# Sums of Squares algorithm

I want to express a large number as the sum of two squares, given that it is possible and given its prime factors. Let's say the number is $$273097$$. It's prime factors are $$11^2, 37$$ and $$61$$. Here is is easy to see $$11^2=11^2+0^2$$ and $$37=6^2+1^2$$. Through trial and error I found that $$61=5^2+6^2$$, but having read Efficiently finding two squares which sum to a prime, it looks like I just needed to notice that $$11^2\equiv-1\pmod{61}$$ and I could then apply the Euclidean algorithm to $$61$$ and $$11$$ to find the first two remainders below $$\sqrt{61}$$, which are of course $$5$$ and $$6$$. Then I have $$273097=11^2(6\times5-1\times6)^2+11^2(6\times6+1\times5)^2$$. Is this the best way going about a question like this?

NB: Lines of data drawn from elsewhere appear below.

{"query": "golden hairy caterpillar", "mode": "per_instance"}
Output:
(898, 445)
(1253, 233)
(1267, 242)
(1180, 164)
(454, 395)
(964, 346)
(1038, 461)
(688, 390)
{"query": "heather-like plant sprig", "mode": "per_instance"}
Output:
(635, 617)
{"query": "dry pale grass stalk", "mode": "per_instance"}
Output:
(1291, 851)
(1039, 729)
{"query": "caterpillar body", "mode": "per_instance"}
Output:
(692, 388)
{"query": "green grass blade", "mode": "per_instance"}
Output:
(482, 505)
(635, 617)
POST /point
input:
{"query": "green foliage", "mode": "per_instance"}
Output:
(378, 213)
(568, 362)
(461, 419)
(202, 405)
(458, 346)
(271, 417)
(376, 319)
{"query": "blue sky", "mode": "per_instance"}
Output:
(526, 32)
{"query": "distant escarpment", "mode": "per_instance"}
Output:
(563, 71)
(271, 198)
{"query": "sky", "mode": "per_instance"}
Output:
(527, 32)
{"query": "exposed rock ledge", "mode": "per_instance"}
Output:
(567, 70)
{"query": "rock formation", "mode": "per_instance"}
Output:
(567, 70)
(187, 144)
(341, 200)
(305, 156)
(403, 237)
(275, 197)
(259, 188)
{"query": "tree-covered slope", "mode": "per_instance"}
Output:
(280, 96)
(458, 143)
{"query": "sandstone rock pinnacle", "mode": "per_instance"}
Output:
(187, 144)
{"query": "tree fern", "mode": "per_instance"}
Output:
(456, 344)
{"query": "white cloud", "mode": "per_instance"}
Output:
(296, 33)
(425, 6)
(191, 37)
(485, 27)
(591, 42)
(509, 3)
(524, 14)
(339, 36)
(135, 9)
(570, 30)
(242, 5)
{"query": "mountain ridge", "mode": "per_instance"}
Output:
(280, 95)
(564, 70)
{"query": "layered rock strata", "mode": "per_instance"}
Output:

• Yes, this is fine. You get a smaller pair (in some sense) by replacing $1$ with $-1$ in your final formula. Then you get $(x,y)=11(36,31)$ rather than $(x,y)=11(24,41).$ Apr 25, 2021 at 21:53

Prime number $$p$$ can be expressed as sum of two (non-zero) squares if $$p\equiv 1 \pmod{4}$$.
We know $$37 = 1^2 + 6^2, 61 = 5^2 + 6^2.$$
Hence $$37$$ and $$61$$ are expressed using Gaussian integers below.
Norm$$(1+6i) = (1+6i)(1-6i) = 1^2 + 6^2 = 37$$
Norm$$(5+6i) = (5+6i)(5-6i) = 5^2 + 6^2 = 61$$
Since $$273097 = 11^2\cdot37\cdot61$$ = Norm$$(11(1\pm6i)(5\pm6i))$$, then we get

$$11(1+6i)(5+6i) = -341+396i \implies 273097 = 341^2 + 396^2.$$
$$11(1-6i)(5+6i) = 451-264i \implies 273097 = 451^2 + 264^2.$$
$$11(1+6i)(5-6i) = 451+264i \implies 273097 = 451^2 + 264^2.$$
$$11(1-6i)(5-6i) = -341-396i \implies 273097 = 341^2 + 396^2.$$

Especial case:

Due to Fermat theorem $$N=4k+1=m^2+n^2$$ and we have:

$$4k+1\equiv 1 \bmod 3\Rightarrow k\equiv 0\bmod 3$$

Therefore parametric form of N can be:

$$N=12 t+1$$

So we can first check whether N can be written as the sum of two primes or not. For example $$273097=22758\times 12+1$$, so it is among the numbers of this type. To find numbers m and m we may use following identity:

$$(2k+1)+(2i^2-k+1)^2=(2i^2-k)^2+(2i)^2\space\space\space\space\space\space$$ (1)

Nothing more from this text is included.